Add DistributionFunctionFactory subclasses for discrete/continuous default

2023-10-06 14:32:21 +02:00 · 2023-10-06 14:32:21 +02:00 · 1243894eb8
commit 1243894eb8
parent a8dc75fbab
2 changed files with 20 additions and 11 deletions
--- a/examples/mujoco/mujoco_ppo_hl.py
+++ b/examples/mujoco/mujoco_ppo_hl.py
@ -6,7 +6,6 @@ from collections.abc import Sequence
 from typing import Literal

 from jsonargparse import CLI
-from torch.distributions import Independent, Normal

 from examples.mujoco.mujoco_env import MujocoEnvFactory
 from tianshou.highlevel.config import SamplingConfig
@ -14,6 +13,7 @@ from tianshou.highlevel.experiment import (
    ExperimentConfig,
    PPOExperimentBuilder,
 )
+from tianshou.highlevel.params.dist_fn import DistributionFunctionFactoryIndependentGaussians
 from tianshou.highlevel.params.lr_scheduler import LRSchedulerFactoryLinear
 from tianshou.highlevel.params.policy_params import PPOParams
 from tianshou.utils import logging
@ -62,9 +62,6 @@ def main(

    env_factory = MujocoEnvFactory(task, experiment_config.seed, sampling_config)

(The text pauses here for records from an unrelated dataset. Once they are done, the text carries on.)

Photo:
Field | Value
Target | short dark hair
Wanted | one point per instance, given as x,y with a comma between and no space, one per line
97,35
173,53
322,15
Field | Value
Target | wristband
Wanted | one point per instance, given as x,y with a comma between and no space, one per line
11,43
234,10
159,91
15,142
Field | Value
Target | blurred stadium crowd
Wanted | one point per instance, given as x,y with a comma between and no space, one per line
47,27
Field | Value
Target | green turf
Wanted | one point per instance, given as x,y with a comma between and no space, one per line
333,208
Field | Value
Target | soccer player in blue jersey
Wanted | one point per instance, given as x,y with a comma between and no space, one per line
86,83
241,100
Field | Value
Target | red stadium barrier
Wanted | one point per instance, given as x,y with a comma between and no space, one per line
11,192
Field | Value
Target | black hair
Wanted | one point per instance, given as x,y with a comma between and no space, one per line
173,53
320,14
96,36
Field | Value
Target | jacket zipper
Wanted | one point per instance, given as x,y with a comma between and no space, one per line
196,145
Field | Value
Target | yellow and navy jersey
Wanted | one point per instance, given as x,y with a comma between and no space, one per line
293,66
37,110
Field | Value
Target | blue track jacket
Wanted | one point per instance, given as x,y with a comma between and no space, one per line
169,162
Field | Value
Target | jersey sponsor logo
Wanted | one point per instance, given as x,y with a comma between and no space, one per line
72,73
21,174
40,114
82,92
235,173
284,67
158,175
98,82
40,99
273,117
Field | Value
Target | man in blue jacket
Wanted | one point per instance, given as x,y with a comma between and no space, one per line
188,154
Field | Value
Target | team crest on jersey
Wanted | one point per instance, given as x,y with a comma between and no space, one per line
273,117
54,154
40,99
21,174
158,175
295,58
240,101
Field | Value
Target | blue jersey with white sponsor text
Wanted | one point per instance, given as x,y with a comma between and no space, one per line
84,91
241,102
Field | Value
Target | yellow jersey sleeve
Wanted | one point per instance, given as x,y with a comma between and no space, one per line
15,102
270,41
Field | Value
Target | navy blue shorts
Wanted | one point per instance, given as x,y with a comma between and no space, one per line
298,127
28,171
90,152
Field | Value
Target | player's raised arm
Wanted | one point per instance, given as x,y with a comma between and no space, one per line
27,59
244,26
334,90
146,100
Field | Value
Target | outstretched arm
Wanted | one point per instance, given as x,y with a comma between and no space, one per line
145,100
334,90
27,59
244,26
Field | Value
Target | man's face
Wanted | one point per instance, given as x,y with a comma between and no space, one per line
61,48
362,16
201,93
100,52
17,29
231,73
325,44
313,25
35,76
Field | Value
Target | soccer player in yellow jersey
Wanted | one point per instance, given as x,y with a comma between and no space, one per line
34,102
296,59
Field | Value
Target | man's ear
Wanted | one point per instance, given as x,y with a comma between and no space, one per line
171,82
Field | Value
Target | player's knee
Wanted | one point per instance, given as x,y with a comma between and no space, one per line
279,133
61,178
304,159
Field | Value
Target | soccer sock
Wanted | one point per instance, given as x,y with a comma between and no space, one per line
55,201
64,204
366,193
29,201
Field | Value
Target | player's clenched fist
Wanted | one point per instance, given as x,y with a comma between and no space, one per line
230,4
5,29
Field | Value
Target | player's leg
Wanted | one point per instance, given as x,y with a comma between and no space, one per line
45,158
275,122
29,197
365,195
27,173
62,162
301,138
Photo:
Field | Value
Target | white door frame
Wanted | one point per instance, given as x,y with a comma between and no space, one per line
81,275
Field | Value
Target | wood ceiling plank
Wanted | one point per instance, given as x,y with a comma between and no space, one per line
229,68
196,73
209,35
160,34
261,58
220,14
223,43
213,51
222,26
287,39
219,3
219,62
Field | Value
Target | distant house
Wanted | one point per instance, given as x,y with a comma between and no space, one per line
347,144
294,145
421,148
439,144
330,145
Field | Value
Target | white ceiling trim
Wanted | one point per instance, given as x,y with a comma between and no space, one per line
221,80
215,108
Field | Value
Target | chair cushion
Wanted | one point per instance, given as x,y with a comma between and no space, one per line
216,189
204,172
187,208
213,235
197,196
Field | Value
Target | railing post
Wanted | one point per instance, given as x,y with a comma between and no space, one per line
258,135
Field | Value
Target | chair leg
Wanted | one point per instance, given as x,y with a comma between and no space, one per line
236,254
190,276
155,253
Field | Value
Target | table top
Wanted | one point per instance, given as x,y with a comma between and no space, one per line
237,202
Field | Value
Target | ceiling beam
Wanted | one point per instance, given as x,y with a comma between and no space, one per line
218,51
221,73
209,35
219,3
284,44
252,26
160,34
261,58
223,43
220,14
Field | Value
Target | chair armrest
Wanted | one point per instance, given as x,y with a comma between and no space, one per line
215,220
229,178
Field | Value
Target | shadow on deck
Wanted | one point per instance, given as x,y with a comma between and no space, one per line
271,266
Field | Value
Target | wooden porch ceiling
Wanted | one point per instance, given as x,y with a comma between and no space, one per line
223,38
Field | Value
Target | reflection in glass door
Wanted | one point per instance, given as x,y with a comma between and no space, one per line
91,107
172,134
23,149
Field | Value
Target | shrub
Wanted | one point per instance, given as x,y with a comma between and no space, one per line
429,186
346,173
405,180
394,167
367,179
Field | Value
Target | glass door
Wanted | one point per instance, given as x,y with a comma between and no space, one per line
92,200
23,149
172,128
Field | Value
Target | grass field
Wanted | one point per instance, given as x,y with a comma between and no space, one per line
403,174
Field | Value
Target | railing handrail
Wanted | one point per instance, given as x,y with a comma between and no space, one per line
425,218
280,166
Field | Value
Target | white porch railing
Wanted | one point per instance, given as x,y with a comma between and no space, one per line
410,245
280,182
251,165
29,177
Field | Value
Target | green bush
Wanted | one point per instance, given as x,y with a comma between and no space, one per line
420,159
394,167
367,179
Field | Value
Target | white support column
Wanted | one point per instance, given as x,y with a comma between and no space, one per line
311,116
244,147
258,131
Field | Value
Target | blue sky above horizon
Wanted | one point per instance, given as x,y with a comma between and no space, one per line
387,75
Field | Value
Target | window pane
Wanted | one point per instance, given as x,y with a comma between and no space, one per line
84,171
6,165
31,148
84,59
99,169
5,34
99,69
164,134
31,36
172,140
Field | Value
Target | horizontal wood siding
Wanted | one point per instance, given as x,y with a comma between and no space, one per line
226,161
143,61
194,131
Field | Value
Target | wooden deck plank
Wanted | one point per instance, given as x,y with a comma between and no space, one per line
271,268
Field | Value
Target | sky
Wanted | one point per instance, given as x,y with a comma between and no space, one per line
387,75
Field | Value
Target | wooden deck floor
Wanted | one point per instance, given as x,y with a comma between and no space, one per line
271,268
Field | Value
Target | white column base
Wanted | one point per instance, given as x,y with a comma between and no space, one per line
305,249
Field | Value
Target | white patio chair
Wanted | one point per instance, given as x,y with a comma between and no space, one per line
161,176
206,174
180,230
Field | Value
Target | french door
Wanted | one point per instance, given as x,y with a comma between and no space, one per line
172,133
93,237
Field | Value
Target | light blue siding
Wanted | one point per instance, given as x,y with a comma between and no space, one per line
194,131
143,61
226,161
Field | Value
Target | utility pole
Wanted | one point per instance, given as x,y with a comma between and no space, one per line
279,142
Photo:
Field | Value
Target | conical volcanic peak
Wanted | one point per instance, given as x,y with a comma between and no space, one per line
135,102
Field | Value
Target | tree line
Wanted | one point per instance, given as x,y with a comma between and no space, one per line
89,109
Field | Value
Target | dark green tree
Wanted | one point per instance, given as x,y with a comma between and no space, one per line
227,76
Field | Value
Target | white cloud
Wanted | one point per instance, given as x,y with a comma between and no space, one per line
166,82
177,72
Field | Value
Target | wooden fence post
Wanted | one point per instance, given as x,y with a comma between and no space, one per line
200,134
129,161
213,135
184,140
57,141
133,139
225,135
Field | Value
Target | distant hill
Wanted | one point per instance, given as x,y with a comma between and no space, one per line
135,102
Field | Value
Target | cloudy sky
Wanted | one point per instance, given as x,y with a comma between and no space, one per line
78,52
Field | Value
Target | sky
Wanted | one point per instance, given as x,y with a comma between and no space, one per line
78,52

-    def dist_fn(*logits):
-        return Independent(Normal(*logits), 1)
-
    experiment = (
        PPOExperimentBuilder(env_factory, experiment_config, sampling_config)
        .with_ppo_params(
@ -85,7 +82,7 @@ def main(
                lr_scheduler_factory=LRSchedulerFactoryLinear(sampling_config)
                if lr_decay
                else None,
-                dist_fn=dist_fn,
+                dist_fn=DistributionFunctionFactoryIndependentGaussians(),
            ),
        )
        .with_actor_factory_default(hidden_sizes)
--- a/tianshou/highlevel/params/dist_fn.py
+++ b/tianshou/highlevel/params/dist_fn.py
@ -17,20 +17,32 @@ class DistributionFunctionFactory(ToStringMixin, ABC):
        pass


-def _dist_fn_categorical(p):
-    return torch.distributions.Categorical(logits=p)
+class DistributionFunctionFactoryCategorical(DistributionFunctionFactory):
+    def create_dist_fn(self, envs: Environments) -> TDistributionFunction:
+        assert envs.get_type().assert_discrete(self)
+        return self._dist_fn
+
+    @staticmethod
+    def _dist_fn(p):
+        return torch.distributions.Categorical(logits=p)


-def _dist_fn_gaussian(*p):
-    return torch.distributions.Independent(torch.distributions.Normal(*p), 1)
+class DistributionFunctionFactoryIndependentGaussians(DistributionFunctionFactory):
+    def create_dist_fn(self, envs: Environments) -> TDistributionFunction:
+        assert envs.get_type().assert_continuous(self)
+        return self._dist_fn
+
+    @staticmethod
+    def _dist_fn(*p):
+        return torch.distributions.Independent(torch.distributions.Normal(*p), 1)


 class DistributionFunctionFactoryDefault(DistributionFunctionFactory):
    def create_dist_fn(self, envs: Environments) -> TDistributionFunction:
        match envs.get_type():
            case EnvType.DISCRETE:
-                return _dist_fn_categorical
+                return DistributionFunctionFactoryCategorical().create_dist_fn(envs)
            case EnvType.CONTINUOUS:
-                return _dist_fn_gaussian
+                return DistributionFunctionFactoryIndependentGaussians().create_dist_fn(envs)
            case _:
                raise ValueError(envs.get_type())